One of the larger ironies of the book is that Orwell fled this unjust social hierarchy only to find among the down and out an even more elaborate and rigidly military caste system. The staff of the hotel descended from the exalted heights of the
patron
and manager, through the
maître d'hôtel
, head cook,
chef du personnel
, other cooks, and waiters, to laundresses, apprentice waiters and finally
plongeurs
(who aspired to become lavatory attendants) and who had only chambermaids and
cafétiers
below them. And a similar social line existed among the London beggars, “between those who merely cadge and those who attempt to give some value for money” (123).

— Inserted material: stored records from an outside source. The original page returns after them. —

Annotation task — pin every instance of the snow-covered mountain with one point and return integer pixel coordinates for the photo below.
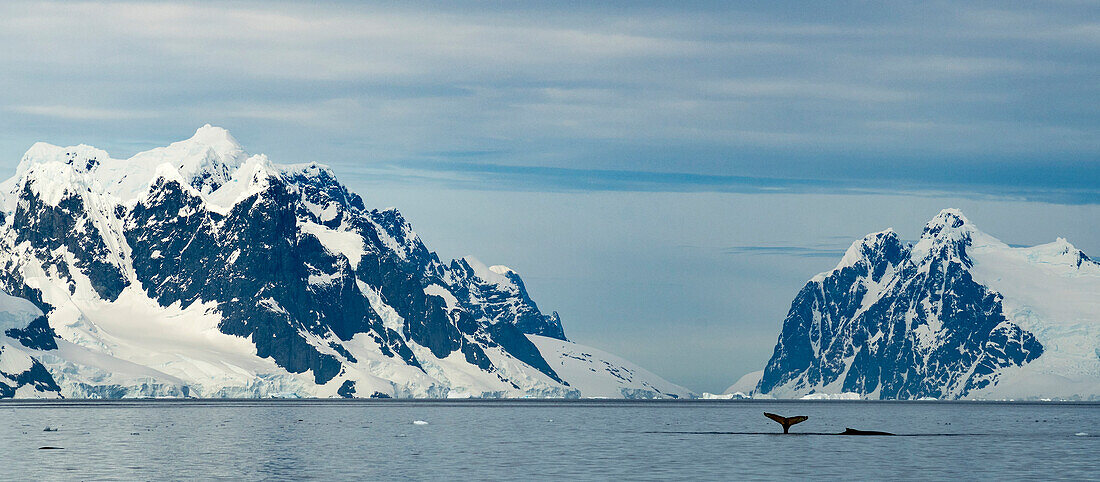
(198, 270)
(957, 315)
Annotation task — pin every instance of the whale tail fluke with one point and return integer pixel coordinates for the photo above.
(787, 422)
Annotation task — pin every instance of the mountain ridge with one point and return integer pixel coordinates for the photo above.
(198, 270)
(952, 316)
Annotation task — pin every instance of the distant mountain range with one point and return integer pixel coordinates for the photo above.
(957, 315)
(197, 270)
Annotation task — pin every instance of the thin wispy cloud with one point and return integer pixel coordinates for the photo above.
(939, 95)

Perhaps the most interesting aspect of the book is Orwell's description of the psychology of poverty, as he discovered it in the hotels, hospitals, pawnshops and parks of the mean and degenerate Paris of Zola and of Baudelaire's “Tableaux Parisiens”; and in his “very narrow street—a ravine of tall, leprous houses, lurching towards one another in queer attitudes, as though they had all been frozen in the act of collapse” (5), whose ancient and sinister quality suggests the medieval city of Villon and of Hugo's
Notre Dame de Paris.

Orwell seemed happier as a
plongeur
than as a tramp, perhaps because it was easier to be
déclassé
outside his own country, and because he was
fresher and the life had an exotic tinge despite the patina of antique filth. He speaks of the eccentric freedom from the normal and the decent, the mindless acceptance when you reach destitution after anticipating it for so long, the animal contentment of the simple rhythm of work and sleep. But in the long run, of course, the degrading human effects are disastrous. Hunger reduces men to a spineless, brainless condition and malnutrition destroys their manhood, while extreme poverty cuts men off from contact with women: “The evil of poverty is not so much that it makes a man suffer as that it rots him physically and spiritually” (148).